佐々木兄弟は今日も長女を溺愛中!!


そういえば、彼の名前を私はまだ思い出せていないんだった。
ここまできて思い出せないということは、もう自分の力で思い出すことは難しいだろう。
もういっそ本人に名前を聞いたほうがいいかもしれない。

「あ、あの。」

「なんだよ。」

「えっと、ですね。その、名前を教えていただけませんか?」

「はぁぁあ?」

「ごめんなさいすみませんっ!どうしてもあなたの名前が思い出せなくて。」

「はぁ……。小林 奏だ。ったく、同じクラスの名前くらい覚えとけっての。」

ため息をつかれる横で、私はあることを考えついた。

「小林って、もしかして生徒会長の小林真琴先輩の弟だったり?」

「あぁそうだよ。

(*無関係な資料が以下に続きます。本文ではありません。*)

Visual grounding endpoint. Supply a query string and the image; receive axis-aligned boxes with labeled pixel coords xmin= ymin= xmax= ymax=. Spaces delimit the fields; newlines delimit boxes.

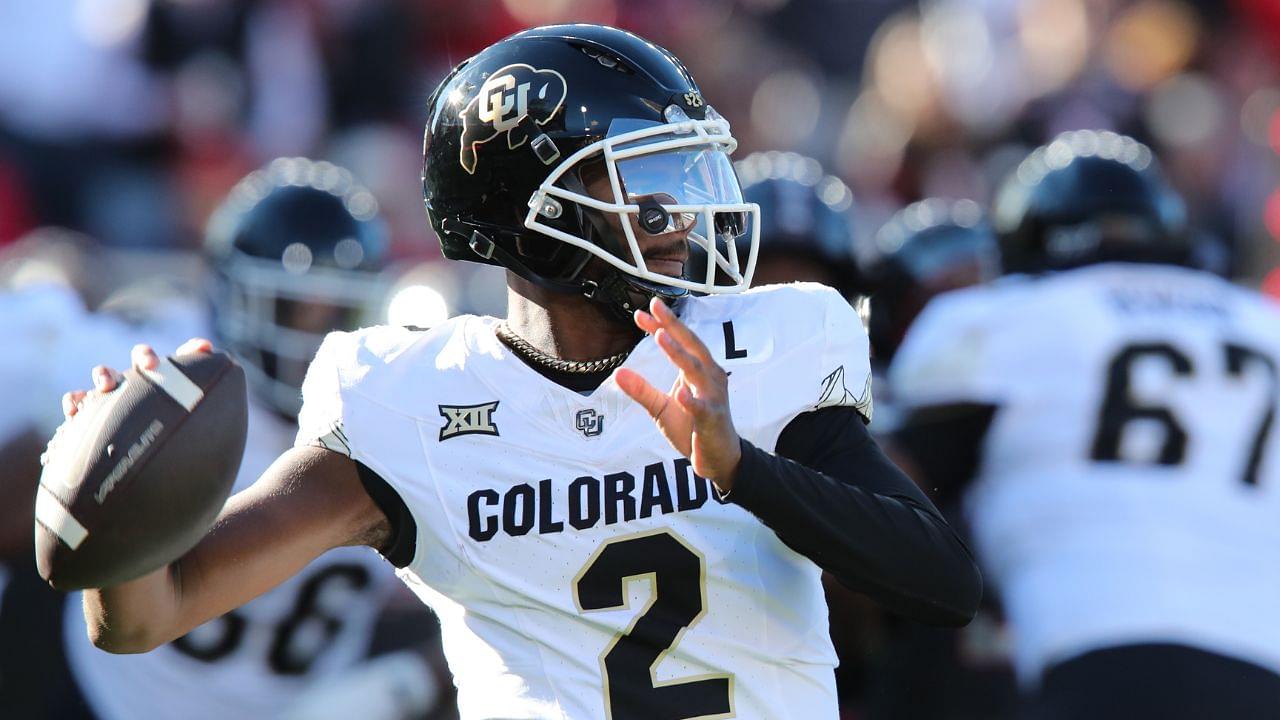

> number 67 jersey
xmin=298 ymin=286 xmax=870 ymax=720
xmin=890 ymin=264 xmax=1280 ymax=683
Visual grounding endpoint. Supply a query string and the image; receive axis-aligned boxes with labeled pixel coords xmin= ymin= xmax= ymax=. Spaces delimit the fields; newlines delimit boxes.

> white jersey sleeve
xmin=888 ymin=284 xmax=1027 ymax=410
xmin=293 ymin=332 xmax=352 ymax=456
xmin=742 ymin=283 xmax=872 ymax=450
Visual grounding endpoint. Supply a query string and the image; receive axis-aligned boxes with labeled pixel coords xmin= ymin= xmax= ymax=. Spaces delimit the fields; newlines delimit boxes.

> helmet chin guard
xmin=524 ymin=113 xmax=760 ymax=298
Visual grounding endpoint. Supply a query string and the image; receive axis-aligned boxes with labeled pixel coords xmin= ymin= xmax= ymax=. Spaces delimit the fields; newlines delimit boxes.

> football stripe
xmin=36 ymin=486 xmax=88 ymax=550
xmin=142 ymin=357 xmax=205 ymax=413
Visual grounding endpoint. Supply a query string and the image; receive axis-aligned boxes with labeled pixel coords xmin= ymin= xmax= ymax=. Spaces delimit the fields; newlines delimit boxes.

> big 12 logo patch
xmin=458 ymin=63 xmax=567 ymax=174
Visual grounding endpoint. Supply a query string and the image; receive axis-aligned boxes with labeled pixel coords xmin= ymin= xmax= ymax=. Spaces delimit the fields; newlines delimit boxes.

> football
xmin=36 ymin=352 xmax=248 ymax=591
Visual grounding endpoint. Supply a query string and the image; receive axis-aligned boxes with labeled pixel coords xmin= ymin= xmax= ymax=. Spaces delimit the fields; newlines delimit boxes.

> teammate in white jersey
xmin=64 ymin=26 xmax=980 ymax=720
xmin=59 ymin=159 xmax=431 ymax=720
xmin=891 ymin=132 xmax=1280 ymax=719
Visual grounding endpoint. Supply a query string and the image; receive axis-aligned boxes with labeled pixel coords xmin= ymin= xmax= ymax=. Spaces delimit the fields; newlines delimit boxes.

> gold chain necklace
xmin=494 ymin=320 xmax=631 ymax=375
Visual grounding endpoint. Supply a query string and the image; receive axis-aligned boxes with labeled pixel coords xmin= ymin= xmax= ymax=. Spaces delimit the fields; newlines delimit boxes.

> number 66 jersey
xmin=890 ymin=264 xmax=1280 ymax=683
xmin=298 ymin=286 xmax=870 ymax=720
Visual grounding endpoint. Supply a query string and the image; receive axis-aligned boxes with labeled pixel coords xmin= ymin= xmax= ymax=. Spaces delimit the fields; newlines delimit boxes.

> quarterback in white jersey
xmin=891 ymin=135 xmax=1280 ymax=717
xmin=70 ymin=26 xmax=980 ymax=720
xmin=298 ymin=286 xmax=869 ymax=719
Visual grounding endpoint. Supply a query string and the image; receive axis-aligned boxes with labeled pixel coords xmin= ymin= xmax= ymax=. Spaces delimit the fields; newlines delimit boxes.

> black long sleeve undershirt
xmin=728 ymin=407 xmax=982 ymax=625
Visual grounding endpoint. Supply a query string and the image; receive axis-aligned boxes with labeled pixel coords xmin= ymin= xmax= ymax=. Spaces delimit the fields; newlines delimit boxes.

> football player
xmin=858 ymin=197 xmax=1016 ymax=720
xmin=64 ymin=24 xmax=980 ymax=720
xmin=55 ymin=158 xmax=433 ymax=720
xmin=890 ymin=131 xmax=1280 ymax=719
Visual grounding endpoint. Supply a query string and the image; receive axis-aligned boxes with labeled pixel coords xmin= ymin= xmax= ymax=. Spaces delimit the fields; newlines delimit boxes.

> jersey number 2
xmin=573 ymin=529 xmax=733 ymax=720
xmin=1092 ymin=342 xmax=1280 ymax=486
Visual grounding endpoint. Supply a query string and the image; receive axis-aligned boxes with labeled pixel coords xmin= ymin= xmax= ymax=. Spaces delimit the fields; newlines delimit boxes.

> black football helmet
xmin=422 ymin=24 xmax=759 ymax=315
xmin=735 ymin=151 xmax=865 ymax=299
xmin=205 ymin=158 xmax=389 ymax=416
xmin=993 ymin=131 xmax=1193 ymax=273
xmin=859 ymin=199 xmax=1000 ymax=364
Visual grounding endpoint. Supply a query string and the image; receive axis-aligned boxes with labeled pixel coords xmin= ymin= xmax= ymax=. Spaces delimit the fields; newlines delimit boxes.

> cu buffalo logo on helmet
xmin=458 ymin=63 xmax=567 ymax=174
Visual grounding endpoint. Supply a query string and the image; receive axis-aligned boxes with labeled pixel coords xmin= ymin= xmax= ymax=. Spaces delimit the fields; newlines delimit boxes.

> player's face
xmin=581 ymin=164 xmax=695 ymax=278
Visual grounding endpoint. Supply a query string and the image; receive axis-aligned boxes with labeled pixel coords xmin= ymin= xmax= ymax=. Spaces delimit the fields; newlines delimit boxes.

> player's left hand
xmin=616 ymin=299 xmax=742 ymax=492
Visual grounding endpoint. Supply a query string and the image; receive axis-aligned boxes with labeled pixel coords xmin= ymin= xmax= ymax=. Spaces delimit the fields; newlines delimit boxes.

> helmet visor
xmin=529 ymin=114 xmax=759 ymax=292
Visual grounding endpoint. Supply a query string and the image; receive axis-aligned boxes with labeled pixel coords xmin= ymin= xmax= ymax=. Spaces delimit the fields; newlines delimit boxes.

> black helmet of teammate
xmin=422 ymin=24 xmax=759 ymax=314
xmin=859 ymin=199 xmax=1000 ymax=363
xmin=993 ymin=131 xmax=1192 ymax=273
xmin=205 ymin=158 xmax=389 ymax=416
xmin=735 ymin=151 xmax=865 ymax=297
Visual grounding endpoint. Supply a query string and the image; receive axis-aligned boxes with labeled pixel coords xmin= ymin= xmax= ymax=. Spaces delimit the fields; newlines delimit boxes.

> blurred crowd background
xmin=0 ymin=0 xmax=1280 ymax=304
xmin=0 ymin=0 xmax=1280 ymax=717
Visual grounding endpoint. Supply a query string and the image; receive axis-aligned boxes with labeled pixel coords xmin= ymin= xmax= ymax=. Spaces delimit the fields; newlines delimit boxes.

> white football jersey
xmin=298 ymin=284 xmax=870 ymax=720
xmin=891 ymin=264 xmax=1280 ymax=683
xmin=64 ymin=328 xmax=394 ymax=720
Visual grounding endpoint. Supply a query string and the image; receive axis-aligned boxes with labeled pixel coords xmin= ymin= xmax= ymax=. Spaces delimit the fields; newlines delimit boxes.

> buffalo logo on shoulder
xmin=458 ymin=63 xmax=567 ymax=174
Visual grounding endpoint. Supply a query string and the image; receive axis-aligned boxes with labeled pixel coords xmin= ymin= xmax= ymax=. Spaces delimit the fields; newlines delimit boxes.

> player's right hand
xmin=63 ymin=337 xmax=214 ymax=419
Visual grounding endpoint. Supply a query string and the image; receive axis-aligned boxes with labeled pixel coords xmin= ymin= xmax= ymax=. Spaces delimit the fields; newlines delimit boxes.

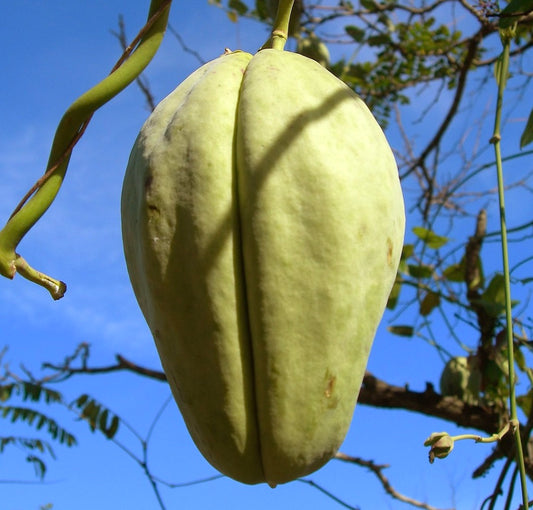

」

小林真琴先輩といえば、集会の時に見たことがある。とても美人だった。
言われてみれば確かに、小林くんも顔が整っている。雰囲気もお姉さんに似てるような。

てか、こんなイケメンの名前を忘れるとかやばいな私。遼兄と駿が近くにいるせいで変な耐性ついてるのかな。

なんて思っていた私は、ピコーンと閃いた。